Natural y loable es el ansia de reputación. Importa empero que el maestro discierna los dos principales tipos de ambiciosos: los que codician la fama como fin y los que la persiguen como medio. Cultívese de preferencia a los primeros. Misión trascendental del educador es desarrollar alas en los que tienen manos y manos en los que tienen alas. Sólo trabajando se enseña a trabajar. Como decía Cisneros, Fray Ejemplo es el mejor predicador.

Nos gustan los libros que relatan las hazañas que hubiéramos deseado realizar, es decir un programa de vida noble y bella frustrado por el aciago destino.

Suele crecer la planta según la dimensión de la maceta. El talento aldeano confinado en su rincón difícilmente alcanzará su pleno florecimiento.

La naturaleza nos ha otorgado dotación limitada de células cerebrales. He aquí un capital, grande o pequeño, que nadie puede aumentar, ya que la neurona es incapaz de multiplicarse. Pero si se nos ha negado la posibilidad de acrecentar el caudal celular, se nos ha otorgado en cambio el inestimable privilegio de modelar, ramificar y complicar las expansiones de esos elementos, como si dijéramos de los hilos telegráficos del pensamiento, para combinar casi hasta el infinito las asociaciones reflejas y las creaciones ideales. Aprovechémonos de esta preciosa prerrogativa durante la juventud y la edad viril, porque el protoplasma neuronal parece endurecerse como el mortero con el transcurso del tiempo y no hay nada más infecundo y aun nocivo que una cabeza incapaz de aprender y corregirse.
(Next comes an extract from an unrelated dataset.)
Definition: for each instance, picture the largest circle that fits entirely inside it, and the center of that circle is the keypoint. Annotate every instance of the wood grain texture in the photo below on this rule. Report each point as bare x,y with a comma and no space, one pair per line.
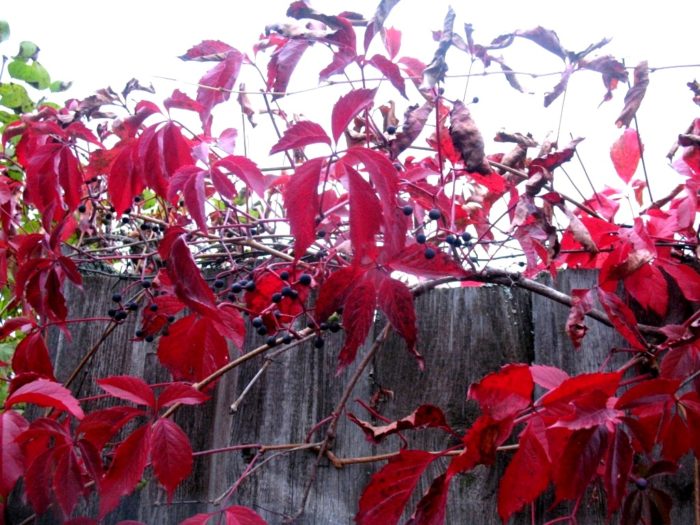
464,333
Existen dos variedades humanas, de valor harto desigual: el hombre rebañego, modelado por la tradición y la rutina y el hombre nuevo forjado por autorreflexión. Esta variable mental merece exclusivamente el nombre de individuo, porque sólo él es capaz de aportar algo al acervo común del progreso. Las cabezas sencillas y sugestionables reproducen el tipo humano ancestral, orientadas hacia el pasado desdeñan el futuro. Son empero necesarias, ya que forman la reserva evolutiva de la raza, donde laten en potencia, aguardando su hora, los genios del porvenir.

Ideal de la ciencia

Puesto que vivimos en pleno misterio, luchando contra las fuerzas desconocidas, tratemos en lo posible de esclarecerlo. Concluida nuestra labor seremos olvidados, como la semilla en el surco. Pero algo nos consolará el considerar que nuestros remotos descendientes nos deberán dar un poco de su dicha y que gracias a nuestro esfuerzo el mundo resultará algo más agradable e inteligible. Una severa autocrítica constituye el más precioso don del pensador. Nada de embriagarse con el propio vino, bueno o malo. No imitemos la credulidad confiada de la gallinácea que incuba con la misma formalidad un huevo fecundo que un huevo de mármol.

Sobre la primacía de la teoría sobre la práctica y viceversa se han gastado mares de tinta. Hoy, al contrario de otras épocas, prevalece la exageración practicista con lo que se obtienen buenos obreros, pero rutinarios y mediocres maestros. Se olvida demasiado que el problema docente es un problema de equilibrio mental.